# liquid yeast favorites



## Yob (8/12/13)

So.. What's ya fave liquid yeast? Why?


----------



## sp0rk (8/12/13)

Wyeast, only because it's what I've always used


----------



## Ducatiboy stu (8/12/13)

W1728. Scottish.

Makes the best Red Ales when low hopping is used and plenty caramel/toffee flavoured malts. Gives a nice slightly tart finish sometimes. I also like it because it works down to 13*c and can handle beers over 10% alc.


----------



## Adr_0 (8/12/13)

2000 - well balanced and lets malt come through, tempted to try on darker beers instaed of 34/70
3333 - awesome flavour profile and insanely good performer
1275 - great flavour profile, very versatile but lots of character

EDIT: Oh it's a poll...

Um, Wyeast - because it's available. There are probably a heap of awesome products out there on the HB market, but if they aren't readily available and fresh, they aren't much use.


----------



## Dan Pratt (8/12/13)

Wyeast - its what my LHBS stocks!


----------



## timmi9191 (8/12/13)

Wy 2565 kolsch.
So versatile - from faux lagers at 15 degrees ferment to fruity ales at 20 degrees


----------



## Rubix (8/12/13)

Wyeast for me. It's just what the LHBS supplies. Then again, it's the only liquid yeast i've used and i've never had any problems. And hey, if it aint broke...


----------



## NewtownClown (8/12/13)

*WY 3463* *Forbidden Fruit* Beautiful phenolic profile. For me, works perfectly in a Belgian Dark Strong and a Grand Cru...

*WY 9097-PC* *Old Ale* Not currently available but try to keep a culture.
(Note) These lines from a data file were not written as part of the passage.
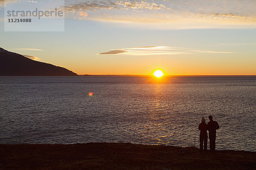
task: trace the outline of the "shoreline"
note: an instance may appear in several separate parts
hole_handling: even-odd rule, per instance
[[[0,144],[1,170],[256,169],[256,152],[130,143]]]

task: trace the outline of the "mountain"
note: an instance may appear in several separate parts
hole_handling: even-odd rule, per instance
[[[74,76],[65,68],[33,60],[0,48],[0,76]]]

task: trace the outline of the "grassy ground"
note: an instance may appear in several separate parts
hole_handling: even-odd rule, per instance
[[[0,170],[256,170],[256,152],[128,143],[0,144]]]

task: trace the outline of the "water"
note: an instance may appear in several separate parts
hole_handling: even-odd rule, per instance
[[[256,76],[0,76],[0,96],[1,144],[199,147],[210,114],[216,149],[256,151]]]

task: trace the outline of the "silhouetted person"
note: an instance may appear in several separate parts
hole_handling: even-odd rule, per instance
[[[204,117],[201,119],[201,123],[198,126],[198,129],[200,130],[200,151],[203,150],[203,144],[204,149],[204,150],[207,150],[207,142],[208,139],[208,135],[207,134],[208,125],[205,123],[205,119]]]
[[[212,116],[209,116],[210,121],[208,123],[208,130],[209,131],[209,139],[210,139],[210,150],[215,150],[215,141],[216,140],[216,130],[220,127],[216,121],[212,120]]]

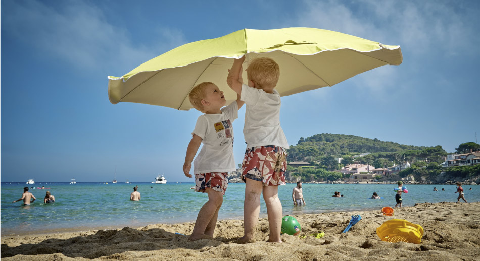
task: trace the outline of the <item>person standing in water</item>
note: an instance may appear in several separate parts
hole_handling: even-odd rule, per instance
[[[292,198],[294,200],[294,205],[305,205],[305,200],[303,199],[303,191],[302,190],[302,182],[297,182],[297,186],[292,191]]]
[[[23,205],[25,206],[28,206],[33,202],[35,200],[37,199],[33,194],[28,192],[28,187],[25,187],[23,188],[23,194],[22,195],[22,198],[20,199],[14,200],[12,202],[12,203],[17,202],[17,201],[23,200]]]
[[[50,194],[50,191],[46,191],[45,198],[43,198],[43,202],[45,203],[53,203],[55,202],[55,197]]]
[[[138,186],[137,186],[133,188],[133,192],[130,194],[130,200],[132,201],[139,201],[140,200],[140,192],[136,191],[138,188]]]

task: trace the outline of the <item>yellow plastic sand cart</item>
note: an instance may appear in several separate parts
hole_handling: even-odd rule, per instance
[[[423,228],[404,219],[391,219],[376,229],[376,234],[382,241],[390,243],[403,241],[414,244],[421,243]]]
[[[383,215],[385,216],[393,216],[394,215],[394,210],[393,209],[390,207],[383,207],[381,209],[381,212],[383,212]]]

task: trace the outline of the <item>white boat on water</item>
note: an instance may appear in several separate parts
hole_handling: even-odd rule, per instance
[[[167,180],[165,179],[165,178],[163,176],[163,175],[159,175],[156,178],[155,178],[155,182],[152,183],[154,184],[166,184]]]
[[[117,166],[115,166],[115,178],[113,179],[113,180],[112,181],[112,183],[114,184],[117,183]]]

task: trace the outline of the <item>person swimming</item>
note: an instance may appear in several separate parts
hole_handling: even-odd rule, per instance
[[[55,202],[55,197],[50,194],[50,191],[46,191],[45,198],[43,198],[43,202],[45,203],[53,203]]]

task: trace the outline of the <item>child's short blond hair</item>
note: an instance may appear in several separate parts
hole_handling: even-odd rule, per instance
[[[188,99],[190,103],[195,109],[203,112],[203,105],[202,105],[202,100],[205,98],[205,87],[210,84],[214,84],[211,82],[204,82],[194,87],[188,94]]]
[[[280,77],[280,67],[270,58],[257,58],[247,69],[247,77],[260,87],[274,88]]]
[[[203,105],[202,105],[202,100],[205,98],[206,93],[205,93],[205,87],[210,84],[214,84],[211,82],[204,82],[199,84],[194,87],[188,94],[188,99],[190,100],[190,103],[194,106],[194,108],[197,110],[203,112]]]

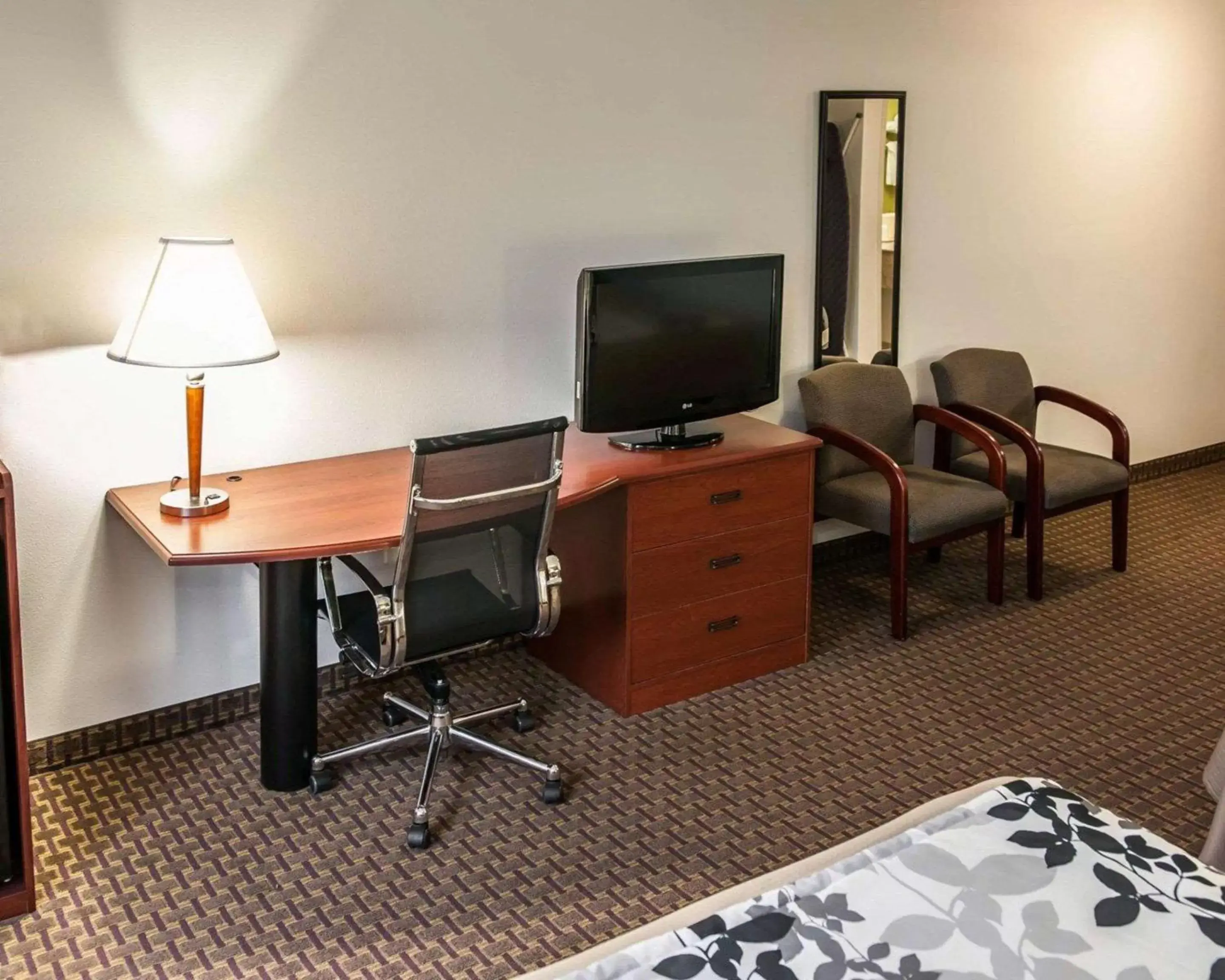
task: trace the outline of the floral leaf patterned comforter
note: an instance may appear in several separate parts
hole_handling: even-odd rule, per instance
[[[1017,779],[572,975],[659,978],[1225,980],[1225,875]]]

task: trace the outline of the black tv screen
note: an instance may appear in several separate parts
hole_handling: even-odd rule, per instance
[[[579,429],[652,429],[773,402],[782,307],[782,255],[583,270]]]

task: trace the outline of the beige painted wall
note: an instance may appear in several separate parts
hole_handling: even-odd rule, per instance
[[[159,234],[233,234],[284,352],[211,374],[212,468],[567,410],[578,270],[681,256],[786,254],[763,414],[797,423],[815,93],[902,88],[916,390],[954,347],[1023,349],[1143,459],[1225,439],[1223,27],[1212,0],[0,5],[31,735],[257,676],[255,571],[169,571],[102,502],[183,468],[179,374],[100,347]]]

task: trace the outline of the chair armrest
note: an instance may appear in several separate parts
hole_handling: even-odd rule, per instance
[[[352,654],[349,663],[366,676],[380,676],[392,666],[398,666],[398,663],[393,663],[393,658],[397,647],[402,646],[399,638],[404,636],[404,624],[397,621],[394,604],[387,594],[386,587],[374,572],[353,555],[337,555],[336,557],[360,579],[374,600],[379,650],[364,650],[345,635],[344,621],[341,617],[341,603],[336,594],[336,577],[332,575],[332,559],[322,557],[318,560],[318,571],[323,579],[323,606],[327,610],[328,626],[332,628],[332,636],[336,637],[342,652]]]
[[[358,578],[361,579],[361,584],[366,587],[366,590],[371,594],[379,594],[386,589],[382,582],[375,577],[365,565],[358,561],[353,555],[337,555],[337,561],[339,561],[345,568],[353,572]]]
[[[960,415],[963,419],[981,425],[984,429],[1005,439],[1011,439],[1025,454],[1025,499],[1044,500],[1044,486],[1046,485],[1046,462],[1042,459],[1042,447],[1038,445],[1029,430],[1018,425],[1006,415],[992,412],[982,405],[971,405],[968,402],[954,402],[946,405],[948,412]]]
[[[954,415],[947,409],[936,408],[936,405],[915,405],[915,421],[930,421],[941,429],[948,429],[982,450],[982,454],[987,457],[987,481],[996,490],[1003,490],[1005,477],[1008,472],[1003,450],[986,429],[960,415]]]
[[[856,459],[867,463],[872,469],[884,477],[889,485],[889,510],[893,513],[894,524],[900,514],[900,528],[903,540],[905,540],[905,527],[909,521],[910,502],[907,490],[907,474],[902,470],[892,457],[882,450],[876,448],[871,442],[851,435],[845,429],[835,429],[832,425],[815,425],[809,429],[810,436],[823,440],[827,446],[833,446],[843,452],[849,452]]]
[[[1109,408],[1099,405],[1096,402],[1090,402],[1083,394],[1077,394],[1076,392],[1066,391],[1063,388],[1056,388],[1050,385],[1038,385],[1034,388],[1034,398],[1039,404],[1042,402],[1055,402],[1065,408],[1071,408],[1073,412],[1079,412],[1082,415],[1087,415],[1095,423],[1102,425],[1106,431],[1110,432],[1110,440],[1112,443],[1111,456],[1115,462],[1122,463],[1125,467],[1131,466],[1132,439],[1127,432],[1127,426],[1123,425],[1123,420]]]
Got an 11 month old pack recently and am currently stepping it up to replenish my stock. Works great in Old Ales with dark malts in the grist. It's a blend with brett. Planning an Old Ale with some biscuit malt to pair with the cherry phenols - Cherry Pie!

*WY 3068 **Weihenstephan Weizen *Speaks for itself

WL v WY
No preference for one over the other. WY and WL both produce excellent products


----------



## WarmBeer (8/12/13)

1187 Ringwood Ale for me.

Goes well in anything British, plus makes a good IPA. Behaves itself well, and flocs out nicely, without going to sleep too easily (yes, I'm looking at you 1968... )


----------



## bum (8/12/13)

Shouldn't market research be in the retail section?

I typically prefer European brands of grain, btw.

h34r:


----------



## Yob (8/12/13)

bum said:


> Shouldn't market research be in the retail section?


  nope


----------



## Camo6 (8/12/13)

Wyeast - purely because that's all I've ever purchased. Their smack packs are a good indicator of yeast vitality and easy to split.
I've probably only brewed with approximately ten varieties but so far my favourites would be 1272 and 1469 due to the fact I love APA's and English ales.

On the off chance this is market research, am a rillo looking forward to HDA'z announcements as I need to place another order. h34r:


----------



## Bada Bing Brewery (8/12/13)

Wyeast - because they managed to sneakily get 'yeast' into their name. Brilliant. 
Cheers
BBB


----------



## Spiesy (8/12/13)

Results may be slightly skewed as Wyeast is more readily available in Australia. White Labs certainly seems to be pretty big in the US.


----------



## dammag (8/12/13)

Wyeast 1469. I have used it for 'Smurto's TTL and it was very good. Also used it in AIPA's with good results.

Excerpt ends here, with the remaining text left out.